The fuel cap is the original w/ the gasket. I've owned this particular unit for eight seasons, and it just started w/ this problem near the very end of last season.

I've got the thing essentially disassembled (cowl cover, chute, control knobs, etc.), and have even gotten the coil off. 

Is there any way to test the coil with a multimeter?
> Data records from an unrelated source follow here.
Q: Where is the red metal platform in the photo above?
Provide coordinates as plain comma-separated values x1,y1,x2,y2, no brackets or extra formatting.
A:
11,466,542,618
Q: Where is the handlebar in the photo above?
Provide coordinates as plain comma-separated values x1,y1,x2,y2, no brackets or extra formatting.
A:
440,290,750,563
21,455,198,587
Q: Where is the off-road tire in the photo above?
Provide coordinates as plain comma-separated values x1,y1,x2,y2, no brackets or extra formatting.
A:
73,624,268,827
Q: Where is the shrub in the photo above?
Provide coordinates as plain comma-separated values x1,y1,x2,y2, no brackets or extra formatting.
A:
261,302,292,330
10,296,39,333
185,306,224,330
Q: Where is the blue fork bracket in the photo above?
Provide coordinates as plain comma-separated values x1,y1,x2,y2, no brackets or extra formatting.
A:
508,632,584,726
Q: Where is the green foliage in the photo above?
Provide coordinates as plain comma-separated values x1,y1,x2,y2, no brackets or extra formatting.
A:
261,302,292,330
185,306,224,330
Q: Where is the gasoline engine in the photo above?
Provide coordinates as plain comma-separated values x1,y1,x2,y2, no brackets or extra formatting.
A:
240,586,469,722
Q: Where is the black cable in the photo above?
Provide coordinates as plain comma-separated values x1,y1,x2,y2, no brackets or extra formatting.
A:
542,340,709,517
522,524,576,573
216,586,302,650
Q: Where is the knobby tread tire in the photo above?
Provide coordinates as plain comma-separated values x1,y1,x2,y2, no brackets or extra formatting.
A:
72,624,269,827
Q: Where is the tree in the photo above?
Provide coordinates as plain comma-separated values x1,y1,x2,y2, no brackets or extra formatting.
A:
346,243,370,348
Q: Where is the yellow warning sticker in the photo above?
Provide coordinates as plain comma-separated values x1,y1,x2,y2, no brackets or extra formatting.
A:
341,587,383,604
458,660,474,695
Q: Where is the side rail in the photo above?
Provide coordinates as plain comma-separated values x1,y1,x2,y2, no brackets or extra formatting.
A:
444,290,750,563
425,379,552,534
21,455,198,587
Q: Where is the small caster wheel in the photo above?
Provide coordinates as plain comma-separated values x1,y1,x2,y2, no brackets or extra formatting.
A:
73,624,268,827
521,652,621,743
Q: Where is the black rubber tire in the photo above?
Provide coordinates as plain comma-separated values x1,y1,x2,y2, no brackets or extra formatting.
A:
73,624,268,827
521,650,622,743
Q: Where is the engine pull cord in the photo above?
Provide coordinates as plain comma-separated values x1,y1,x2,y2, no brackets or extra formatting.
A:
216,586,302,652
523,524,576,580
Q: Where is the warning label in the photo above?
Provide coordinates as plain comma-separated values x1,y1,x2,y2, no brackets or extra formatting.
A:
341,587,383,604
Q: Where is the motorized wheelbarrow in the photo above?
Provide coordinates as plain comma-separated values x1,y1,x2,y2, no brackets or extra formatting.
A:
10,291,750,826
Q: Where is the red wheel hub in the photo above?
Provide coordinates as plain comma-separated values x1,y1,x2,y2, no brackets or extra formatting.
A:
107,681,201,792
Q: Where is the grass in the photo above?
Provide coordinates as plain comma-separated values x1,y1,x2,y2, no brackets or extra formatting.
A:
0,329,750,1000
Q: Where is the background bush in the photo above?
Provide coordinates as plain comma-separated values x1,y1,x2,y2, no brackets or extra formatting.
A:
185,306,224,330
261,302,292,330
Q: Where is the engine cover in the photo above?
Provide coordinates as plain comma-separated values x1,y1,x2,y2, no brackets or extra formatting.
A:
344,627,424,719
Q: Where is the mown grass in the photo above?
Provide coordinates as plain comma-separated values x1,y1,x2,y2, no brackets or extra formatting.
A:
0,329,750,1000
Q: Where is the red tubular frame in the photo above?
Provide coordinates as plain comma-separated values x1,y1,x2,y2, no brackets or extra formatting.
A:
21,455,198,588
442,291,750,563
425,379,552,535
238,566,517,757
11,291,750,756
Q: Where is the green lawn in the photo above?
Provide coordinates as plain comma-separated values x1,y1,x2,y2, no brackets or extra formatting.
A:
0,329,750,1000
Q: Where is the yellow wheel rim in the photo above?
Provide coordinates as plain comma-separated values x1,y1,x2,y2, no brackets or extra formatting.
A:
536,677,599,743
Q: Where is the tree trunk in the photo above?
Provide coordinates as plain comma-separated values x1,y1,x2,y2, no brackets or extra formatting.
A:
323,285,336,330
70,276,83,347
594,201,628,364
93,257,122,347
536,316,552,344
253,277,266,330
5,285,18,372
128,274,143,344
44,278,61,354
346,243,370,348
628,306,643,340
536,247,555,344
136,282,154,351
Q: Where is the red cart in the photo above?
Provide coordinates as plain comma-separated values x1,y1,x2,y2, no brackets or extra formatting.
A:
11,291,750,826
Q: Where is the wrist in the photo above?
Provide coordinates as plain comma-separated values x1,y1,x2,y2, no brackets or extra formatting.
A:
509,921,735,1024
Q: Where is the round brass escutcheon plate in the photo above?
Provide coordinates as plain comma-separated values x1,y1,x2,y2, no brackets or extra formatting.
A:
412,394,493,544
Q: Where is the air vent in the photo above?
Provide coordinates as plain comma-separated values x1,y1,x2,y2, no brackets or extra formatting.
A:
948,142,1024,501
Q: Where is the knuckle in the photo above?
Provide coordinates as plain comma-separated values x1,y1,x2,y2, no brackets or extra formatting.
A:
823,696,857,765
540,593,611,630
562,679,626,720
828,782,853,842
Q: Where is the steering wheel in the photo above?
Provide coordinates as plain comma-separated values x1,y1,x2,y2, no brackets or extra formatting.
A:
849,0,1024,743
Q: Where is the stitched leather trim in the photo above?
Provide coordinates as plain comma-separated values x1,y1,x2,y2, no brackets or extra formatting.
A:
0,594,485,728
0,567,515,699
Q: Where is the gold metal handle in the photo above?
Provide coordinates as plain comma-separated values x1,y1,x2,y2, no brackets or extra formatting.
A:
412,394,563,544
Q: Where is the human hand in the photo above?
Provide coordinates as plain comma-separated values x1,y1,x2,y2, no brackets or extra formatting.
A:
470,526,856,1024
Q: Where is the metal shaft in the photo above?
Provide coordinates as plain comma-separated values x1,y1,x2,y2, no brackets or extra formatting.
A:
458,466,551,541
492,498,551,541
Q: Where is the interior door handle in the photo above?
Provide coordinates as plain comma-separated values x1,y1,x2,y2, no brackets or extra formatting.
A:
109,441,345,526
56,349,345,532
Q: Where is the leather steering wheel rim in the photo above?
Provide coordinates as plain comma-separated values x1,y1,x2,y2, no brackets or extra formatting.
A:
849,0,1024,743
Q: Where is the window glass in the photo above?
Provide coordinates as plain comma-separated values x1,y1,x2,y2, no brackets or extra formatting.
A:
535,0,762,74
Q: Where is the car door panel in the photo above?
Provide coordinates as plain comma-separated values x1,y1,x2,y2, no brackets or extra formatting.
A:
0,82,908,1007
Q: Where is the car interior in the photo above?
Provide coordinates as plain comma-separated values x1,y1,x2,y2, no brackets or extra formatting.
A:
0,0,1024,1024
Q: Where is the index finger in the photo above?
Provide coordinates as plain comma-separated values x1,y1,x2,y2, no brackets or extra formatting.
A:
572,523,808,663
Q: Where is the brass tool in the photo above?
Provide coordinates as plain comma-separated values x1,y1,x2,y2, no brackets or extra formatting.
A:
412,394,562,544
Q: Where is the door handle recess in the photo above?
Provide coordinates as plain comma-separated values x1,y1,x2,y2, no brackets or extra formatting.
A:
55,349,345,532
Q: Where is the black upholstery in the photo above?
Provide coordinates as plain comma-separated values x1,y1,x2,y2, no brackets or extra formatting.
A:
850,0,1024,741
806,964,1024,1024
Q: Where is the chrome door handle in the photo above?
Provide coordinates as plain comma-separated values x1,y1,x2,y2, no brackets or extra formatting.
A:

I'll try the fuel flow issue later this week.

Thanks again.


----------



## drayman86 (Dec 23, 2008)

*Fuel flow test*

OK, so I just tried the suggested fuel flow test. Fuel DID flow, however so did several (10-12) rust-colored particles. It's been about three years since I've taken the carb off to clean the bowl and jets. I think I'll try to flush the entire carb and fuel system and see where that gets me.

More information: first heavy use of the blower on 12-19-08 saw no problems. Unit ran fine for about two hours of total use over three separate sessions. The next day is when it started with the stalling symptoms described above.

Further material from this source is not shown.